Stop participating in cruelty

The pain and suffering inflicted on animals only exists because we allow it

The author, a longtime Chico resident, wrote the Jan. 23 CN&R cover story “Out of sight, out of mind.”

In 2004, the California Legislature voted to ban the sale of foie gras—the artificially fattened liver of ducks, served as pâté in high-end restaurants. Enough Californians were convinced that the extreme cruelty involved in force-feeding animals could not be justified. The restaurant industry sued. In October 2014, the Ninth District Court of Appeals refused to hear the case, killing the last challenge to the law.

What has remained in my mind is a photograph that accompanied the story: a long battery of cages with ducks sticking their heads out between bars. They were lined up and uniform—all a beautiful khaki brown color.

I have watched hours of “behind-the-scenes” video of what I would call our Animal Holocaust; it is haunting and sickening. The ducks were not an isolated thing; they were yet another image in a complex web of images, all tied together: bile bears, force-fed dogs, circus animals, zoos, laboratory animals, bull fights, sharks “finned” for soup, SeaWorld orcas living in swimming pools—and the animals enslaved, bred, milked, slaughtered, beaten, shocked, branded, castrated, dehorned, debeaked, confined and abused in the system we call “modern agriculture.”

I imagine that many Californians voted for Proposition 2 in 2008—modifying some of the worst confinement practices in California—and then went shopping: bought milk, eggs and some bacon. I am grateful we stood against cruelty, but there remains every bit as much misery in the production of milk as there is in the process that produces foie gras. This is evident in the short, brutal lives of dairy cows—repeatedly bred and mourning the loss of their calves. Cows are worn-out in five years and trucked to slaughter, and their male calves live out short lives in veal crates. Almost all eggs still come from high-density confinement operations and bacon out of a system where pigs spend lives jammed in steel racks. California’s laws are slightly more progressive, but pork is mostly produced in states like Iowa. We have much further to go.

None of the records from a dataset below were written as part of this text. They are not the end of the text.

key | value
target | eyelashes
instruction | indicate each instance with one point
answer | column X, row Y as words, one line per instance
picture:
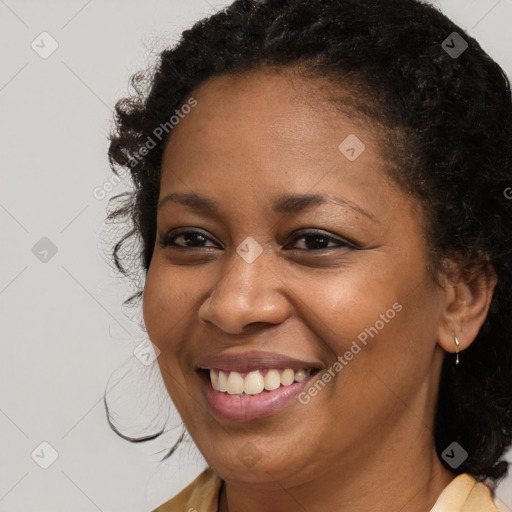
column 192, row 236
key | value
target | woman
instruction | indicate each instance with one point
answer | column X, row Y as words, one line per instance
column 320, row 192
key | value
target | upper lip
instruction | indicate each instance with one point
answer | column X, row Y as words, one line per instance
column 253, row 360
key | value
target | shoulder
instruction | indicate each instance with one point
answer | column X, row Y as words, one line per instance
column 465, row 494
column 202, row 494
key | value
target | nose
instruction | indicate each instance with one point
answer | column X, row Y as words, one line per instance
column 246, row 294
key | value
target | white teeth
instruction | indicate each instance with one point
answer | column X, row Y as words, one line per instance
column 222, row 383
column 300, row 375
column 215, row 379
column 235, row 384
column 272, row 380
column 287, row 377
column 254, row 382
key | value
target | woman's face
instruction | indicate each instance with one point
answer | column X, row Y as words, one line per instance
column 254, row 289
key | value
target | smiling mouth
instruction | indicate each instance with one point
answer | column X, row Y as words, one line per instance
column 255, row 382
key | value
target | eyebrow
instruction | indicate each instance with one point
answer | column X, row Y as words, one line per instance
column 285, row 204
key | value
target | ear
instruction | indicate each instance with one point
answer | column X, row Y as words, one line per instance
column 466, row 296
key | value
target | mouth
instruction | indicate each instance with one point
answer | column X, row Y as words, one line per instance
column 248, row 396
column 255, row 382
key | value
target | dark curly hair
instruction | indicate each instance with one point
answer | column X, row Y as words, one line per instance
column 446, row 123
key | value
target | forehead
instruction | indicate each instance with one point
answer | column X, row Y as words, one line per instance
column 268, row 114
column 267, row 133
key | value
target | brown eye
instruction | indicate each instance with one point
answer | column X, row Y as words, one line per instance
column 191, row 238
column 318, row 240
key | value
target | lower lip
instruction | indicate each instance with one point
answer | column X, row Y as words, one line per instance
column 251, row 407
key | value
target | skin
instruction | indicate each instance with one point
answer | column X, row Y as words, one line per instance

To do so, we have to see how arbitrary our beliefs about animals actually are and how they don’t really encompass the fact that these products are shadowed by misery we would never permit for any living thing—that is, if we had to see it every day. And, though much of the misery in the world is stubbornly difficult to end, this pain we inflict on animals has a simple solution: we stop participating.